Snow goose populations remain high and biologists are concerned about the impacts snow geese have on fragile Arctic nesting habitats. Serious damage to Arctic wetlands has already been documented in several key snow goose breeding colonies. This damage impacts the snow geese themselves, as well as other wildlife dependent on the Arctic ecosystem. Serious damage to agriculture also occurs in migration and wintering areas. The season length for snow geese is already 107 days, the longest allowed under the Migratory Bird Treaty Act. Bag limits will remain liberal this year with 15 snow geese per day and no possession limit.

Each of New Jersey's three waterfowl zones will have a Youth Waterfowl Hunting Day during a Saturday in October. Dates will be October 6, October 13, and October 27, in the North, South, and Coastal zones, respectively.

All hunters pursuing migratory birds including ducks, geese, brant, coot, woodcock, rails, snipe or gallinules, need to obtain a Harvest Information Program (HIP) certification. The process is the same as in 2006. Migratory bird hunters can get their HIP certification one of three ways: online by visiting the division's license sales web site, at any license agent, or by calling the toll-free NJ telephone sales line at 888-277-2015.
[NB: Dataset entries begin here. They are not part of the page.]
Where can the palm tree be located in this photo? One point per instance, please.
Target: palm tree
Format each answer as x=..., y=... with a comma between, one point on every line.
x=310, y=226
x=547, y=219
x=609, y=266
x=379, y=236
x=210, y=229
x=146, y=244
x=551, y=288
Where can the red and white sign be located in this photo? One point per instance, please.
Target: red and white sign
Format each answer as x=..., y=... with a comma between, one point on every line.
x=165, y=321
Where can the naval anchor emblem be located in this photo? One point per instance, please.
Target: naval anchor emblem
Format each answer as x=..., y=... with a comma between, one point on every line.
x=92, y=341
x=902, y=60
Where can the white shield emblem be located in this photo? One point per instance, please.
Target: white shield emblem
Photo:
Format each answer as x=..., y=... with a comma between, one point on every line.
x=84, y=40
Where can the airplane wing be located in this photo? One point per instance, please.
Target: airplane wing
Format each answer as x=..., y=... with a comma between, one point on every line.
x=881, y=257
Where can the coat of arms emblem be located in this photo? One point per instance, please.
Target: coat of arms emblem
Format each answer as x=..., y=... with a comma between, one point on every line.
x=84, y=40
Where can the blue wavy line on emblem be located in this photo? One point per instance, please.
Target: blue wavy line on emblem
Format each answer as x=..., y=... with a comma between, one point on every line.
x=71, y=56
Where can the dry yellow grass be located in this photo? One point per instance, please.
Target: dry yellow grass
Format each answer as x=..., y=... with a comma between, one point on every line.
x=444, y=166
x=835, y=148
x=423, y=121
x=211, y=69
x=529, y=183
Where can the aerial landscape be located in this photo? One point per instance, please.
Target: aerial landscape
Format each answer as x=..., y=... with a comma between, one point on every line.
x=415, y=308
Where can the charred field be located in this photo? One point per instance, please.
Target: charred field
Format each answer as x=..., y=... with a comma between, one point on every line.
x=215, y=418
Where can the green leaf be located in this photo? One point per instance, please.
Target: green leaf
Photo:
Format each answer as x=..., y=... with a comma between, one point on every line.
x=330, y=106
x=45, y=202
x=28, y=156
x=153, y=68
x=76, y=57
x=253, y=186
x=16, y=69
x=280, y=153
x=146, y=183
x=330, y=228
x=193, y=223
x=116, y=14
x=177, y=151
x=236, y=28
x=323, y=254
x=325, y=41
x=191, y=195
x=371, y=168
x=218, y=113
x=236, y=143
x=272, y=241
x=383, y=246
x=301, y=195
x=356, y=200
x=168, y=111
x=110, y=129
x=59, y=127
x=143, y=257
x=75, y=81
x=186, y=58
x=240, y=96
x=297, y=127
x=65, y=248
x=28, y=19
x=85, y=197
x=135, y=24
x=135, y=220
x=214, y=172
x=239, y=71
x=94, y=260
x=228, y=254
Hunter in blind with geese
Jim Hartobey enjoys the September season.
Click to enlarge

Online and license agent HIP certifications will cost $2.00 while telephone HIP certifications will include a shipping/handling fee and cost $5.13. HIP certifications obtained from license agents and through the telephone system will be printed on durable green license stock while internet HIP certifications can be printed on a home computer. Regardless of the method used for HIP certification, hunters will be able to go hunting immediately after registering. HIP certification should be carried in the hunter's license holder. HIP certifications are valid from September 1, 2007 to March 10, 2008.

Additional information on the status of waterfowl and habitat conditions can be viewed on the Service's web site at: www.fws.gov/migratorybirds/.

The 2007-08 New Jersey migratory bird hunting season dates follow. The 2007-08 Migratory Bird Regulations booklet will be available at Division offices and license agents throughout the state in September.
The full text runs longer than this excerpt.